Drugą premierę, w 1969 roku, opracował i przygotował Kazimierz Kord jako reżyser z Romanem Mackiewiczem jako kierownikiem muzycznym w oryginalnej konwencji z nowymi dekoracjami i kostiumami. Ta Butterfly upamiętniła się głównie wspaniałą kreacją Jadwigi Romańskiej. Był to autentyczny sukces artystki i krakowskiej sceny.

Kolejna inscenizacja została przygotowana przez Janinę Niesobską i Wojciecha Michniewskiego (kier. muzyczne). Zaprezentowano ją w Kopalni Soli w Wieliczce, raptem 4 razy. Soliści i orkiestra potraktowani zostali „estradowo”, a na scenie odegrano pantomimę ilustrującą akcję. Trudno więc do końca uznać to za operowy przekaz sceniczny.

Tak więc z autentyczną ciekawością oczekiwano na kolejną inscenizację popularnej i lubianej opery. Tym razem na własnej i technicznie sprawnej scenie Opery Krakowskiej. I od razu pierwsza uwaga, pierwsze skojarzenie: realizatorzy (świadomie, mam nadzieję) nawiązali do wspaniałych tradycji wokalnych towarzyszących zwykle krakowskim inscenizacjom Butterfly. Wszystkie partie główne, i nie tylko, obsadzone zostały artystami o wielkich umiejętnościach wokalnych i aktorskich. Dzięki temu spektakl przekonywał prawdą wyrazu i wzruszał. W oglądanym spektaklu rolę tytułową odtwarzała młoda artystka, Aleksandra Chacińska. Śpiewała bardzo dobrze, pewnie i swobodnie.

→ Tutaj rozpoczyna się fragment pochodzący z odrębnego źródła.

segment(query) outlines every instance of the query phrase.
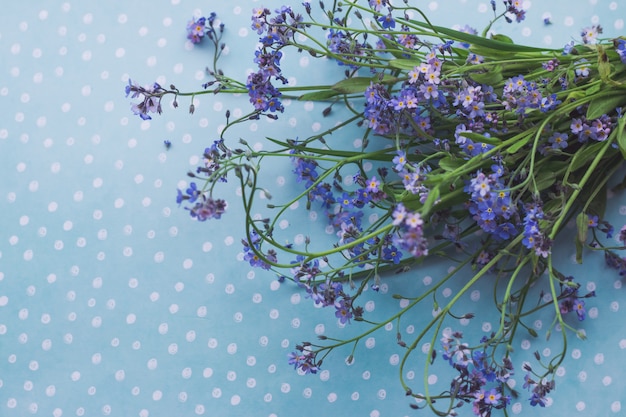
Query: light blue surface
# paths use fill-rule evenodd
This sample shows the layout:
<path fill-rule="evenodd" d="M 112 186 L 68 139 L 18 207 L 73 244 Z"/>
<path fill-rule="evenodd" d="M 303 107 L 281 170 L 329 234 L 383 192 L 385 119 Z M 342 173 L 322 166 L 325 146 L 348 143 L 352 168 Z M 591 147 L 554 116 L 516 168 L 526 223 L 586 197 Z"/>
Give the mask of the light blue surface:
<path fill-rule="evenodd" d="M 247 98 L 202 98 L 193 116 L 181 102 L 182 108 L 166 108 L 161 117 L 142 122 L 131 114 L 123 89 L 129 76 L 142 84 L 157 80 L 181 90 L 199 88 L 209 51 L 186 43 L 185 25 L 190 16 L 211 11 L 227 28 L 222 67 L 243 78 L 253 68 L 257 40 L 249 12 L 262 3 L 213 3 L 3 4 L 0 416 L 417 414 L 398 383 L 397 329 L 371 335 L 350 366 L 343 363 L 346 350 L 325 361 L 316 376 L 291 369 L 286 355 L 297 343 L 322 331 L 346 333 L 332 312 L 315 309 L 292 286 L 242 262 L 242 211 L 234 186 L 223 189 L 231 205 L 222 221 L 195 223 L 174 201 L 176 188 L 187 181 L 185 172 L 216 138 L 226 109 L 246 111 Z M 487 1 L 423 3 L 438 24 L 480 28 L 487 21 Z M 575 7 L 571 1 L 525 3 L 530 6 L 525 22 L 495 30 L 552 47 L 598 22 L 607 36 L 624 31 L 621 1 L 579 1 Z M 552 25 L 543 24 L 546 16 Z M 306 62 L 288 58 L 285 71 L 299 84 L 336 70 L 328 66 L 327 73 L 312 73 Z M 291 103 L 284 122 L 259 121 L 234 133 L 267 147 L 264 136 L 307 136 L 323 126 L 327 121 L 320 111 Z M 346 140 L 358 135 L 348 132 Z M 166 139 L 173 143 L 169 151 Z M 264 180 L 277 199 L 297 187 L 288 166 L 273 167 Z M 621 227 L 625 197 L 612 198 L 609 210 L 610 220 Z M 304 208 L 295 208 L 290 219 L 285 233 L 291 231 L 296 243 L 304 234 L 323 237 L 321 220 Z M 575 265 L 569 242 L 558 249 L 561 269 L 598 293 L 582 324 L 588 340 L 570 338 L 549 408 L 531 408 L 522 391 L 512 415 L 608 416 L 626 410 L 622 281 L 599 255 L 588 254 L 583 266 Z M 372 317 L 397 311 L 400 302 L 385 292 L 418 290 L 449 266 L 385 281 L 380 294 L 366 297 Z M 463 306 L 482 313 L 490 305 L 489 289 L 486 283 Z M 495 323 L 496 317 L 485 313 L 478 315 L 480 322 L 465 325 L 468 337 L 478 339 L 490 320 Z M 431 312 L 415 312 L 408 318 L 414 322 L 403 322 L 401 330 L 418 328 L 420 314 Z M 551 317 L 538 320 L 537 328 Z M 520 336 L 514 356 L 518 388 L 522 361 L 556 346 L 554 340 Z M 415 379 L 422 378 L 421 359 L 416 356 L 412 368 Z M 446 372 L 432 370 L 435 386 L 446 386 Z M 471 414 L 469 406 L 460 412 Z"/>

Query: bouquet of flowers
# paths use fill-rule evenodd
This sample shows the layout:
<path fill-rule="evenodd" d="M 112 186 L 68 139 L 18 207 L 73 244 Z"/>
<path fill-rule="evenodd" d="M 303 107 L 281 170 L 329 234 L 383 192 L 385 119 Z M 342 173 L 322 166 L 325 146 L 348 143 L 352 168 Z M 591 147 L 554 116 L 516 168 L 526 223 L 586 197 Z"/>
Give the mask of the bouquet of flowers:
<path fill-rule="evenodd" d="M 548 361 L 536 354 L 537 364 L 522 368 L 530 404 L 545 406 L 567 338 L 584 337 L 570 317 L 584 320 L 586 300 L 594 296 L 553 262 L 552 248 L 565 225 L 576 225 L 578 262 L 585 249 L 601 250 L 608 265 L 626 273 L 619 255 L 626 228 L 614 237 L 603 218 L 609 182 L 626 157 L 626 40 L 604 39 L 602 28 L 593 26 L 563 49 L 514 44 L 490 29 L 499 19 L 524 19 L 516 0 L 492 0 L 493 20 L 480 34 L 469 26 L 435 26 L 408 1 L 331 3 L 254 9 L 251 26 L 259 44 L 251 59 L 258 69 L 246 80 L 218 66 L 227 30 L 215 14 L 187 26 L 190 42 L 213 45 L 210 80 L 202 89 L 182 92 L 129 80 L 126 95 L 135 99 L 131 109 L 142 119 L 161 113 L 166 97 L 173 107 L 190 98 L 190 113 L 200 95 L 249 98 L 247 114 L 233 118 L 226 112 L 225 128 L 204 150 L 202 165 L 188 173 L 191 182 L 178 190 L 177 202 L 200 222 L 219 219 L 227 209 L 220 187 L 234 180 L 245 209 L 245 260 L 281 282 L 292 281 L 342 324 L 366 326 L 345 340 L 321 335 L 298 345 L 288 361 L 299 372 L 316 373 L 335 348 L 356 346 L 415 306 L 430 304 L 432 320 L 413 335 L 397 333 L 404 352 L 401 386 L 419 400 L 411 407 L 456 415 L 468 403 L 475 415 L 489 416 L 520 395 L 507 383 L 516 367 L 512 341 L 521 331 L 538 336 L 525 321 L 541 311 L 552 319 L 546 335 L 558 331 L 562 350 Z M 286 50 L 335 61 L 337 79 L 290 85 L 281 69 Z M 245 140 L 229 143 L 232 126 L 278 119 L 287 112 L 287 99 L 324 102 L 323 116 L 336 109 L 348 116 L 308 138 L 267 138 L 271 150 Z M 349 125 L 362 132 L 360 149 L 331 140 Z M 267 204 L 263 200 L 271 195 L 259 178 L 279 158 L 291 161 L 302 189 L 290 201 Z M 342 180 L 346 175 L 351 181 Z M 623 185 L 618 181 L 615 188 Z M 336 239 L 321 242 L 321 249 L 309 237 L 302 245 L 283 243 L 278 225 L 296 202 L 322 210 Z M 267 217 L 253 215 L 259 205 L 266 205 Z M 421 293 L 394 295 L 408 302 L 387 320 L 368 320 L 359 304 L 364 291 L 378 291 L 394 273 L 410 273 L 440 257 L 454 260 L 455 268 Z M 436 292 L 455 278 L 462 278 L 462 287 L 439 304 Z M 486 279 L 494 282 L 498 325 L 481 340 L 466 342 L 449 323 L 480 312 L 458 315 L 455 303 Z M 541 289 L 538 303 L 529 302 L 533 288 Z M 417 393 L 402 376 L 424 342 L 425 375 L 435 360 L 455 372 L 439 394 L 430 393 L 428 384 Z"/>

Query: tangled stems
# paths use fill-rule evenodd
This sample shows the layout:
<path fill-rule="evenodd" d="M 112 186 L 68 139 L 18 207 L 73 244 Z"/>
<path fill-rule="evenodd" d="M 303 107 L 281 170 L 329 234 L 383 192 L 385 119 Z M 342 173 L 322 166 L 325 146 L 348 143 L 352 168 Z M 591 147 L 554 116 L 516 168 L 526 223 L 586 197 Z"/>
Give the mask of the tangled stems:
<path fill-rule="evenodd" d="M 193 103 L 199 94 L 248 94 L 252 109 L 237 119 L 226 113 L 226 127 L 205 149 L 204 164 L 189 173 L 194 182 L 178 190 L 177 202 L 197 220 L 219 218 L 225 202 L 216 198 L 217 185 L 234 175 L 245 213 L 244 260 L 272 271 L 280 282 L 294 282 L 315 304 L 334 309 L 341 324 L 366 326 L 345 340 L 324 335 L 328 345 L 299 345 L 289 359 L 295 368 L 315 373 L 340 346 L 352 345 L 352 357 L 363 337 L 386 324 L 399 325 L 412 316 L 409 311 L 432 298 L 436 315 L 418 335 L 407 343 L 398 333 L 398 344 L 406 349 L 400 364 L 402 387 L 426 400 L 438 415 L 456 413 L 457 400 L 471 402 L 475 415 L 506 413 L 513 339 L 521 329 L 538 336 L 524 321 L 552 306 L 554 320 L 547 334 L 561 329 L 563 349 L 547 364 L 539 361 L 543 373 L 524 368 L 531 405 L 544 406 L 554 387 L 553 379 L 546 381 L 565 358 L 567 331 L 575 331 L 564 316 L 575 312 L 584 319 L 584 299 L 593 296 L 578 294 L 580 285 L 553 265 L 553 242 L 564 225 L 575 218 L 579 261 L 584 248 L 605 250 L 611 265 L 626 273 L 626 261 L 612 252 L 624 247 L 607 247 L 598 237 L 600 232 L 607 239 L 612 236 L 612 226 L 602 218 L 605 190 L 626 156 L 626 41 L 591 44 L 589 39 L 601 33 L 593 27 L 583 32 L 583 44 L 544 50 L 515 45 L 502 35 L 487 38 L 493 22 L 478 36 L 471 28 L 434 26 L 408 5 L 367 3 L 335 1 L 330 8 L 322 3 L 327 22 L 316 20 L 306 2 L 309 21 L 289 6 L 274 12 L 257 8 L 252 28 L 260 35 L 254 56 L 258 70 L 246 82 L 218 69 L 222 47 L 214 42 L 213 69 L 208 71 L 212 78 L 204 90 L 181 93 L 173 86 L 129 83 L 127 94 L 143 99 L 133 111 L 142 118 L 160 113 L 165 95 L 173 94 L 174 103 L 179 96 L 190 96 Z M 504 0 L 504 12 L 497 12 L 496 2 L 491 4 L 495 20 L 524 16 L 519 2 Z M 193 31 L 195 35 L 197 28 Z M 344 78 L 322 86 L 289 85 L 280 67 L 286 48 L 335 62 L 344 69 Z M 241 149 L 228 146 L 233 126 L 261 117 L 278 119 L 287 110 L 281 102 L 287 97 L 325 102 L 323 116 L 340 107 L 348 117 L 303 140 L 268 138 L 275 148 L 268 151 L 257 151 L 243 140 Z M 360 149 L 342 147 L 340 129 L 346 127 L 362 132 Z M 259 199 L 271 198 L 260 186 L 262 168 L 280 158 L 291 161 L 295 181 L 304 187 L 286 202 L 267 204 L 270 216 L 257 218 L 252 213 L 262 205 Z M 344 181 L 348 177 L 351 182 Z M 322 248 L 310 237 L 303 246 L 281 243 L 279 226 L 295 203 L 322 213 L 337 240 Z M 370 219 L 369 225 L 364 218 Z M 626 229 L 620 241 L 626 242 Z M 407 272 L 434 257 L 456 266 L 417 295 L 394 296 L 409 302 L 391 317 L 374 322 L 364 314 L 358 301 L 365 290 L 378 291 L 390 272 Z M 471 278 L 440 308 L 438 289 L 470 265 Z M 466 344 L 445 323 L 473 317 L 457 316 L 454 307 L 492 274 L 498 328 L 480 342 Z M 550 300 L 529 307 L 526 301 L 535 285 L 547 286 Z M 403 369 L 413 363 L 417 345 L 432 334 L 427 376 L 430 362 L 441 352 L 435 342 L 442 329 L 442 356 L 459 375 L 439 395 L 429 391 L 426 380 L 425 393 L 414 394 Z M 483 380 L 497 386 L 489 388 Z M 438 410 L 434 403 L 444 398 L 449 406 Z"/>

Dozowała emocje, których tej postaci przecież nie brakuje. Była Butterfly zdeterminowaną uczuciem miłości, zdecydowaną i doskonale wiedzącą, co jest jej celem. Pozostawała jednak postacią tragiczną. Partnerował jej Arnold Rutkowski. Piękny, liryczny tenor, może chwilami zbyt liryczny jak na tę rolę. Aktorsko – beztroski, egoistyczny, nonszalancki, „typowy produkt obyczajowości swych czasów”. Leszek Skrla doskonale, wokalnie i aktorsko, zinterpretował partię Konsula, zmęczonego klimatem i życiem, targanego współczuciem choć lojalnego wobec rodaka. Mniejsze role Suzuki i Gora znakomicie odtworzyli także od strony czysto wokalnej, Agnieszka Cząstka i Paweł Wunder. Trudno coś zarzucić chórowi i orkiestrze prowadzonymi przez Tomasza Tokarczyka. Istotnych zastrzeżeń nie budzi też scenografia, kostiumy, reżyseria. Japońskie odniesienia w każdej z tych dziedzin są delikatne, dyskretne ale wyraźne, choć przecież cały czas symboliczne. Operowanie światłami i wykorzystanie technicznych możliwości sceny – bardzo dobre.

Wydaje się, iż ta pozycja repertuarowa, w tym kształcie, na długo zagości na krakowskiej scenie.